“Anything you can be conscious of must be a mental phenomenon — otherwise you could not be conscious of it. And if you can be conscious of it, it will be a mental phenomenon… occurring in a mental context.
{ If you reflect on the structure of this relationship, it is clear that mental phenomenon must be »imaginal to be conscious… and this fact has a vast list of interesting entailments… }
But here’s the problem. We have the »idea that there are physical phenomenon that ‘exist’ whether or not we are conscious of them. This introduces what appears to be a crucial distinction between mental phenomena and ‘real’ phenomena.
Alas, this distinction must be misleading, because it implies that some aspects of the universe ‘exist’ ‘objectively’. This idea is useful in certain contexts, but when it escapes these… we are inclined to make catastrophic ontological errors.
Problematically, at least for human beings, ‘existence’ is, itself, an idea.
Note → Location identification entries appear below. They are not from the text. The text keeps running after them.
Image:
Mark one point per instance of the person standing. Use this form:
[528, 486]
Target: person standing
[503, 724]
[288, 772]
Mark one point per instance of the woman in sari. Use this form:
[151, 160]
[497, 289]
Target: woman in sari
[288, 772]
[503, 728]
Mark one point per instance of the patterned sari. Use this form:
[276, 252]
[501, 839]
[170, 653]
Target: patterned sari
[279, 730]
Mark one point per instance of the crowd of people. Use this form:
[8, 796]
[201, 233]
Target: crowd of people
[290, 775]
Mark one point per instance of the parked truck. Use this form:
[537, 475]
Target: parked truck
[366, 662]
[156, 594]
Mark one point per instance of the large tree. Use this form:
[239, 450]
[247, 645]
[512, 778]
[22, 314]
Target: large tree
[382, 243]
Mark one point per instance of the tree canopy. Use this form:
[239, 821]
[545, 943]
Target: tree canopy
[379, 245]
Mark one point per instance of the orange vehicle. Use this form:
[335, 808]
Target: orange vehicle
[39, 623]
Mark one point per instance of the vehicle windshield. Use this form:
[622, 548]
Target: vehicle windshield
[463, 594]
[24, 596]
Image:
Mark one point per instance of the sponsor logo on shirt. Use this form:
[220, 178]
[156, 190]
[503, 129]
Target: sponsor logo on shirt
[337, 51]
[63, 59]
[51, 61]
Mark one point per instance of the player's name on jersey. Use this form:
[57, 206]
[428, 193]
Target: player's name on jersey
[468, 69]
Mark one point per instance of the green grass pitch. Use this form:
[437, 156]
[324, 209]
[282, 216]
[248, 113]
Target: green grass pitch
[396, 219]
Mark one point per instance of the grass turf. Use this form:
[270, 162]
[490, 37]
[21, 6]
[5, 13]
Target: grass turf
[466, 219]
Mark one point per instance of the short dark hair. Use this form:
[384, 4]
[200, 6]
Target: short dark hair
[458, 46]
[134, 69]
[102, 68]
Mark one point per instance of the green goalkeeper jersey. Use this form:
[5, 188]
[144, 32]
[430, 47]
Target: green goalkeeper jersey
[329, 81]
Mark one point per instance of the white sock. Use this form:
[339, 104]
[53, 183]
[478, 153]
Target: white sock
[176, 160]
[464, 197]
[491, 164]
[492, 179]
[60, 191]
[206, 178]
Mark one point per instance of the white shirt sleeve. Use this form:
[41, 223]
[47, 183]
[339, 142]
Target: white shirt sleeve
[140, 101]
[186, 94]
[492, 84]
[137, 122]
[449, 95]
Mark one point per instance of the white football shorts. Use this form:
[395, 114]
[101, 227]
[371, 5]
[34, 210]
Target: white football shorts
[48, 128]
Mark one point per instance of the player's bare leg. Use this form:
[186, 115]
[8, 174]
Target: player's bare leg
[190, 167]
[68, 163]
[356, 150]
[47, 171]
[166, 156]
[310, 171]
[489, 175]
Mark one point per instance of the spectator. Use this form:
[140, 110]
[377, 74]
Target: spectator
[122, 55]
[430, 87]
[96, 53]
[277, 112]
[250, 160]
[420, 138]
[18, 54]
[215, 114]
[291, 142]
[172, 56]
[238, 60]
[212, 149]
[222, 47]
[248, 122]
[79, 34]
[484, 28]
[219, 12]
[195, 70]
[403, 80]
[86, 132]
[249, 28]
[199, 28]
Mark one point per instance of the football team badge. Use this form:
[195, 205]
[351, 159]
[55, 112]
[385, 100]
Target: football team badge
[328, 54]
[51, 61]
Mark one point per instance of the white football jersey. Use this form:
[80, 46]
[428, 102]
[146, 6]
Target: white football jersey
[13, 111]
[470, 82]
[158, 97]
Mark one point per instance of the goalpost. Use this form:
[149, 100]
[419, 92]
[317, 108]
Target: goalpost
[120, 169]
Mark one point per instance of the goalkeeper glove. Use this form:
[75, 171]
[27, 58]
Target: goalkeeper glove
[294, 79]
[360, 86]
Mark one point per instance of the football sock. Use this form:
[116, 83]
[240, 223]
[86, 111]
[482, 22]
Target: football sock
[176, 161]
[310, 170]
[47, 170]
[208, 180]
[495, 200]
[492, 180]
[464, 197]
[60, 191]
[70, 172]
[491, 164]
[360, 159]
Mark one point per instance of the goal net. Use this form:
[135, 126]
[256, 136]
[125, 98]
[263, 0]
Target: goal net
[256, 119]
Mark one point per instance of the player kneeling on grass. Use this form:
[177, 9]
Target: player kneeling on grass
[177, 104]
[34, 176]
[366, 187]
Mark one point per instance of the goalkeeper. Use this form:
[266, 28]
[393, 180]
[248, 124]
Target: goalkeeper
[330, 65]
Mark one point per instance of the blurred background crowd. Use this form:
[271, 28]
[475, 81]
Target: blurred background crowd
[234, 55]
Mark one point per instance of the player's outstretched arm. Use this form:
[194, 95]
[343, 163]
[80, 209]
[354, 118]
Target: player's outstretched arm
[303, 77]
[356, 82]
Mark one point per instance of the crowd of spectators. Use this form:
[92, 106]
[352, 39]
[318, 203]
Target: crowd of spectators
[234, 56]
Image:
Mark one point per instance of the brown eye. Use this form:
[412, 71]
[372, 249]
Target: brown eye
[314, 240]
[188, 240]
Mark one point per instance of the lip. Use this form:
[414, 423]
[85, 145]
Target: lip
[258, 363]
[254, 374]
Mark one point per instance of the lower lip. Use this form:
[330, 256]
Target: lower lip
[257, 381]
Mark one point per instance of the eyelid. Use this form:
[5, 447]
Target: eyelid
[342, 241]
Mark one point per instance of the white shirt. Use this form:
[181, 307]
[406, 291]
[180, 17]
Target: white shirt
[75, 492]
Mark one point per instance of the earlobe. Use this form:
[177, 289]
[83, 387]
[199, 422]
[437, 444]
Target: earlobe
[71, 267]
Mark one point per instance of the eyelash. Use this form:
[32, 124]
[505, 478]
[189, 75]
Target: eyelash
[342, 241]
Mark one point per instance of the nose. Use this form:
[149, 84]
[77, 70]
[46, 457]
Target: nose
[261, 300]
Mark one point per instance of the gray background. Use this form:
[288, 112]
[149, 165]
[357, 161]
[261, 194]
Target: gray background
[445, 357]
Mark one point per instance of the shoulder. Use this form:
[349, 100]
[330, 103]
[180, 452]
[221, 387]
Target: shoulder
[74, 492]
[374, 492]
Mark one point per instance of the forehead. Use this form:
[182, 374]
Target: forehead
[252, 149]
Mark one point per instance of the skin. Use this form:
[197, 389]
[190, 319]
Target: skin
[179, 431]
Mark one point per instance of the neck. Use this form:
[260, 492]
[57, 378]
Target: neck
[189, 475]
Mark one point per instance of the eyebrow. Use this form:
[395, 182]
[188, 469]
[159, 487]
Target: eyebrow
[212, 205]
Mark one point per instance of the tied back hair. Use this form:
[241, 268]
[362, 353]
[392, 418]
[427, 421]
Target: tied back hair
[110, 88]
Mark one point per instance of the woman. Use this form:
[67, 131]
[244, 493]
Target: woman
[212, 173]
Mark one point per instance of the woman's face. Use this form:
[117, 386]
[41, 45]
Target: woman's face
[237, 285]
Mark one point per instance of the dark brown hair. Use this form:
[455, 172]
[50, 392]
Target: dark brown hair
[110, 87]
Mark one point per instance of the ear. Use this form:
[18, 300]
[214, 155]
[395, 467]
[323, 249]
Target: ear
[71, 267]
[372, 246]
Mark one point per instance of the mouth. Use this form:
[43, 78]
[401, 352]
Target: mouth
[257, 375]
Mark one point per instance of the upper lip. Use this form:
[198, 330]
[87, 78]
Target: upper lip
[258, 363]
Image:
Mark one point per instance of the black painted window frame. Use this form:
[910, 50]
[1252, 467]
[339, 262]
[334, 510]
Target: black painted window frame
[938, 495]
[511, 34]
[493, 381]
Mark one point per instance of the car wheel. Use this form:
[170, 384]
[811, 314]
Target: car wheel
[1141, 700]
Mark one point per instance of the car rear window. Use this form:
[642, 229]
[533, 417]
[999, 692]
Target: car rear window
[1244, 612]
To believe that something ‘exists’ without our being aware or conscious of it… is, itself, a mental phenomenon. And without this mental phenomenon, the whole concept becomes absurd or meaningless.
So we have this strange (sometimes useful) idea that some phenomenon ‘are just there’ whether we imagine them or not.
They might be, too. But not for us. Because for us ‘objective phenomenon’ don’t really exist until we imagine them (except as a conceptual category). So in what way do things we do not imagine actually exist?
In a strangely misguided (yet sometimes useful) theory, that proposes a domain of processes and objects exist independently of our thinking about or imagining them. Yet even these processes and objects must, for us, be mental phenomenon — because the idea upon which they depend is.